Pourtant, une étude effectuée avant la pandémie par le Conseil national zéro déchet avait évalué que les foyers canadiens gaspillent en moyenne 2,03 kg de déchets chaque semaine. Les chiffres d’août 2020 semblent donc démontrer que le gaspillage alimentaire à la maison pendant que bon nombre de Canadiens étaient confinés a… grimpé !

On voit ici qu’il est difficile de poser un verdict définitif à partir des études qui circulent, qui évaluent souvent le gaspillage en vertu de la perception.

« Les rapports sur le gaspillage alimentaire sont toujours intéressants, mais ce sont des indicateurs », explique d’ailleurs Sylvain Charlebois.

Et comment avait-on estimé le gaspillage de chaque foyer au pays avant la pandémie ?

Le Conseil national zéro déchet signale qu’on a demandé aux divers foyers participants de tenir un journal de bord au sujet de la composition de leurs déchets.

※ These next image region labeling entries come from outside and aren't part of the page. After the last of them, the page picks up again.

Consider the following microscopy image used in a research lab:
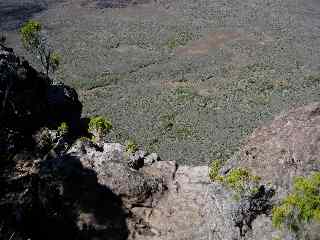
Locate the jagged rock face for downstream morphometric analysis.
[224,103,320,194]
[0,47,47,129]
[0,46,82,131]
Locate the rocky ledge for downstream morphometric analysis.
[0,47,320,240]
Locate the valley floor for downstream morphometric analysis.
[0,0,320,165]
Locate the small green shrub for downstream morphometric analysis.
[165,32,193,49]
[89,116,112,133]
[20,20,60,77]
[224,168,260,192]
[272,172,320,233]
[20,20,42,50]
[57,122,69,136]
[126,139,138,153]
[209,160,223,181]
[209,165,260,195]
[88,116,112,142]
[174,87,196,100]
[79,136,92,142]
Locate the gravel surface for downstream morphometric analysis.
[0,0,320,165]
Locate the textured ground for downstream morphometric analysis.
[0,0,320,164]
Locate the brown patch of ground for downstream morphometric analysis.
[176,32,240,55]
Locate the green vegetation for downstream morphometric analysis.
[175,126,192,140]
[174,87,196,100]
[126,139,138,153]
[20,20,61,76]
[209,160,223,181]
[272,172,320,233]
[304,73,320,87]
[89,116,112,132]
[223,168,260,192]
[57,122,69,136]
[209,163,260,195]
[79,136,92,142]
[160,114,176,132]
[165,32,193,49]
[88,116,112,141]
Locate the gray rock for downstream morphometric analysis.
[127,150,146,170]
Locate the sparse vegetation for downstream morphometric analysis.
[174,87,196,100]
[125,139,138,153]
[272,172,320,236]
[166,32,193,49]
[20,20,61,76]
[209,159,223,181]
[209,164,260,195]
[175,126,192,140]
[57,122,69,136]
[88,116,112,141]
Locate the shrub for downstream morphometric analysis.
[126,139,138,153]
[223,168,260,192]
[88,116,112,141]
[57,122,69,136]
[20,20,60,76]
[272,172,320,233]
[209,164,260,196]
[209,160,223,181]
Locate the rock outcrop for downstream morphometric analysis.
[222,103,320,195]
[0,47,320,240]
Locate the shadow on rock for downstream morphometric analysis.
[0,155,128,240]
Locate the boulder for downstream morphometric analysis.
[222,103,320,195]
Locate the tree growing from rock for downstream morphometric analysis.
[20,20,60,77]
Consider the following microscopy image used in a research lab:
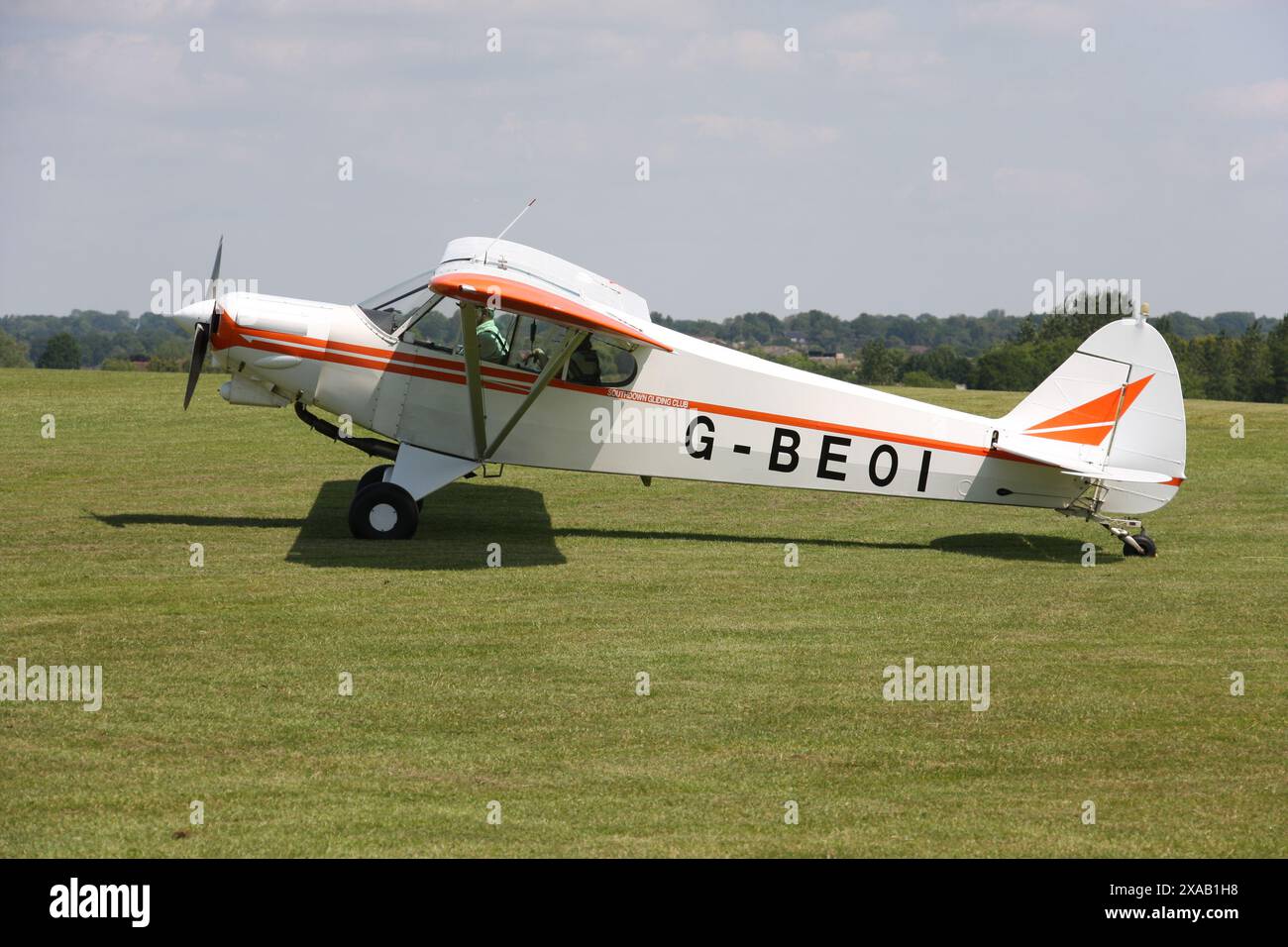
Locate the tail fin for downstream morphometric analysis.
[999,318,1185,513]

Son modèle a également été alimenté par « des études sur la composition des déchets réalisées par plusieurs municipalités canadiennes ».

Autre chose à considérer : plusieurs des études utilisent le mot gaspillage pour désigner à la fois les déchets évitables (qu’on perd parce qu’ils n’ont pas été mangés) et les déchets inévitables (comme les coquilles d’œufs).

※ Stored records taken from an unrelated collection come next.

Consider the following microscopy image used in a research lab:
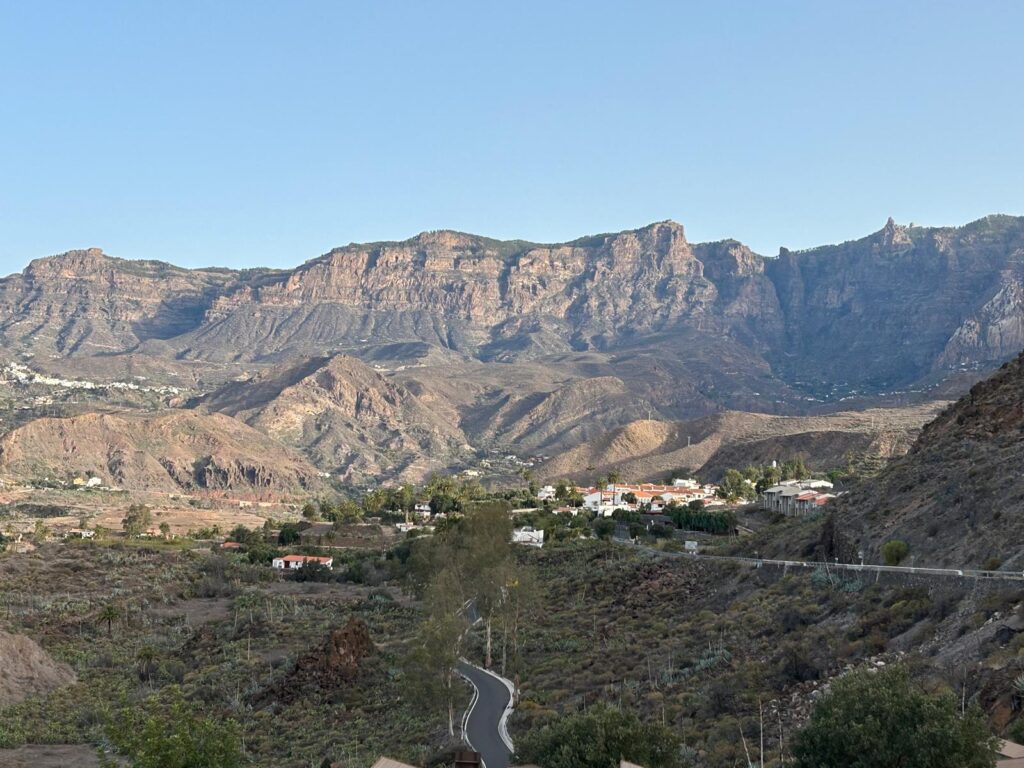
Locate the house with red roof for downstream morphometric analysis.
[270,555,334,570]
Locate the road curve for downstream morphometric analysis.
[459,659,512,768]
[614,539,1024,582]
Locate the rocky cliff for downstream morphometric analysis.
[0,411,319,493]
[0,216,1024,394]
[0,216,1024,477]
[195,355,466,480]
[835,355,1024,570]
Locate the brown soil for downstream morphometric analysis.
[0,632,77,708]
[261,618,376,703]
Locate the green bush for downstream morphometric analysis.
[516,703,680,768]
[882,539,910,565]
[793,667,995,768]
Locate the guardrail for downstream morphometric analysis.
[623,542,1024,582]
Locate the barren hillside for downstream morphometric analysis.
[0,411,319,490]
[539,403,943,479]
[835,355,1024,570]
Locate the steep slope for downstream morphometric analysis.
[539,403,941,480]
[767,216,1024,391]
[202,355,466,480]
[0,216,1024,477]
[835,355,1024,570]
[0,411,321,492]
[0,248,276,356]
[172,221,763,359]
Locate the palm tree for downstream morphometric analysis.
[96,603,121,637]
[135,645,157,682]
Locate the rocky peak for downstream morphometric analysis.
[26,248,111,279]
[879,216,911,250]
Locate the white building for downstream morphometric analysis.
[512,525,544,547]
[537,485,555,502]
[270,555,334,570]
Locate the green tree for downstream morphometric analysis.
[406,567,466,736]
[106,686,242,768]
[121,504,153,537]
[96,603,121,637]
[278,522,301,547]
[793,667,995,768]
[594,517,615,540]
[718,469,753,502]
[515,703,680,768]
[882,539,910,565]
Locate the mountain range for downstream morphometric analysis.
[0,216,1024,489]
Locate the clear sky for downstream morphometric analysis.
[0,0,1024,273]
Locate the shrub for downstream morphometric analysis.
[882,539,910,565]
[516,705,680,768]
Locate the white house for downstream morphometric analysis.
[512,525,544,547]
[537,485,555,502]
[270,555,334,570]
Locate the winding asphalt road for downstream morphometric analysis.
[459,660,512,768]
[614,539,1024,582]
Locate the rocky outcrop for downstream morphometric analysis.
[767,216,1024,391]
[0,632,77,708]
[538,403,941,480]
[0,216,1024,482]
[0,248,276,355]
[835,355,1024,570]
[0,411,319,493]
[257,618,377,703]
[8,216,1024,393]
[196,355,467,481]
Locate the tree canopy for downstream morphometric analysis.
[516,703,680,768]
[793,667,995,768]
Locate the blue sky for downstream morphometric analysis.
[0,0,1024,273]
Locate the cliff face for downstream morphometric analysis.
[180,222,742,358]
[0,216,1024,394]
[0,411,321,493]
[0,248,276,356]
[767,216,1024,390]
[197,355,466,481]
[0,216,1024,487]
[835,355,1024,570]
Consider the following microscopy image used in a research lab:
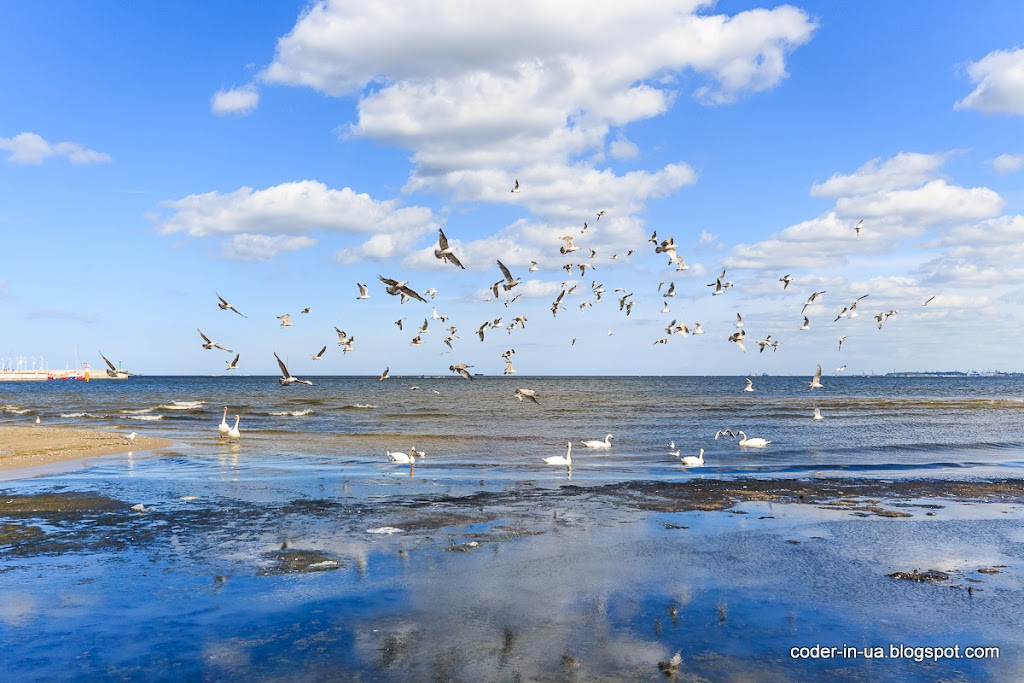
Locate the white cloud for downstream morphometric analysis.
[210,85,259,116]
[608,137,640,161]
[261,0,815,218]
[0,133,111,166]
[992,155,1024,173]
[953,48,1024,116]
[158,180,433,237]
[220,232,319,261]
[811,152,949,198]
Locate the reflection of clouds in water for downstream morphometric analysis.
[0,591,39,627]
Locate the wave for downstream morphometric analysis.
[160,400,206,411]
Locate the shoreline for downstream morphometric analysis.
[0,425,173,472]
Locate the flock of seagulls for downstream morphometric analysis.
[192,188,936,467]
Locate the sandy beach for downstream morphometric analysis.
[0,426,171,470]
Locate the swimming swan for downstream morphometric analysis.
[580,434,614,449]
[739,431,771,449]
[227,415,242,439]
[217,405,231,437]
[683,449,703,467]
[544,441,572,467]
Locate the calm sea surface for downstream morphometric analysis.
[0,377,1024,479]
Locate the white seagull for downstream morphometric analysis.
[273,351,313,386]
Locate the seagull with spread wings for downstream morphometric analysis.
[273,351,313,386]
[217,294,249,317]
[196,328,234,353]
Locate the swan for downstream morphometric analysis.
[683,449,703,467]
[217,405,231,438]
[384,449,416,465]
[227,415,242,439]
[739,431,771,449]
[580,434,614,449]
[544,441,572,467]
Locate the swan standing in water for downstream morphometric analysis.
[384,449,416,465]
[217,405,231,438]
[739,431,771,449]
[544,441,572,467]
[227,415,242,440]
[580,434,614,449]
[682,449,703,467]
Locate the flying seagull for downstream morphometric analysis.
[515,389,541,404]
[273,351,313,386]
[217,294,249,317]
[196,328,234,353]
[434,231,466,270]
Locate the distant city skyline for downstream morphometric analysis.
[0,0,1024,377]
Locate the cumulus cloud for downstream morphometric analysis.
[992,155,1024,173]
[0,133,111,166]
[953,48,1024,116]
[220,232,319,261]
[210,85,259,116]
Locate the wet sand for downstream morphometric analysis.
[0,426,172,470]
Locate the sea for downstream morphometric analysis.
[0,376,1024,683]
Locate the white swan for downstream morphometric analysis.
[384,449,416,465]
[580,434,614,449]
[544,441,572,467]
[217,405,231,438]
[738,431,771,449]
[227,415,242,439]
[682,449,703,467]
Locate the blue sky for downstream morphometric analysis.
[0,0,1024,377]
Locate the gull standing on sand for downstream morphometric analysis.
[515,389,541,404]
[196,326,234,353]
[807,362,822,390]
[544,441,572,467]
[273,351,313,386]
[217,294,249,317]
[580,434,614,449]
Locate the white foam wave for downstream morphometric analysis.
[160,400,206,411]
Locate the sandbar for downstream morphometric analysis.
[0,425,172,470]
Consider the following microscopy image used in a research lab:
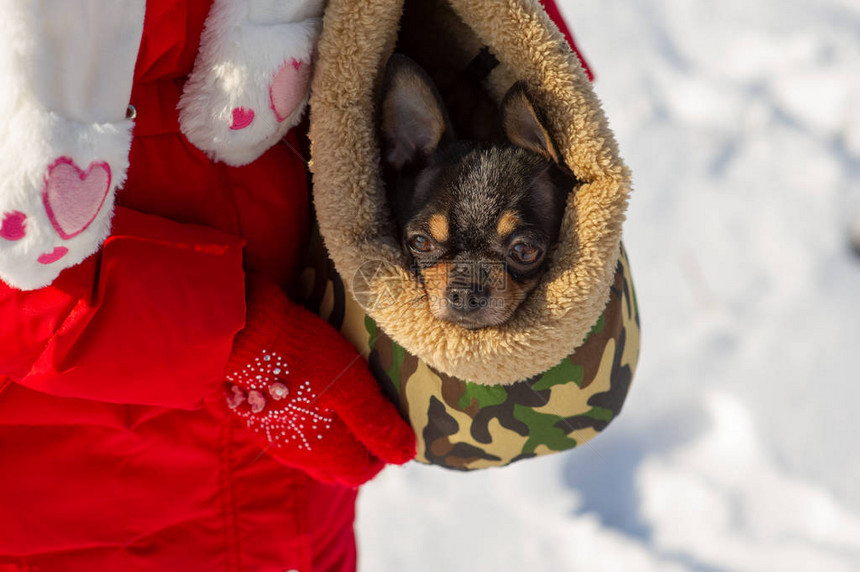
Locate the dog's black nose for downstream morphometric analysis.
[447,285,489,313]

N’oubliez pas non plus qu’on parle, dans les études citées ici, uniquement du gaspillage observé dans les résidences au pays.

On sait fort bien qu’ailleurs, notamment dans les secteurs de la vente au détail, de l’agriculture et de la restauration, le gaspillage est aussi un problème sérieux, à la fois embarrassant et coûteux.

Le ministère de l’Agriculture, des Pêcheries et de l’Alimentation du Québec indique qu’au pays, 53 % du gaspillage alimentaire est attribuable à « l’industrie », contre 47 % aux ménages.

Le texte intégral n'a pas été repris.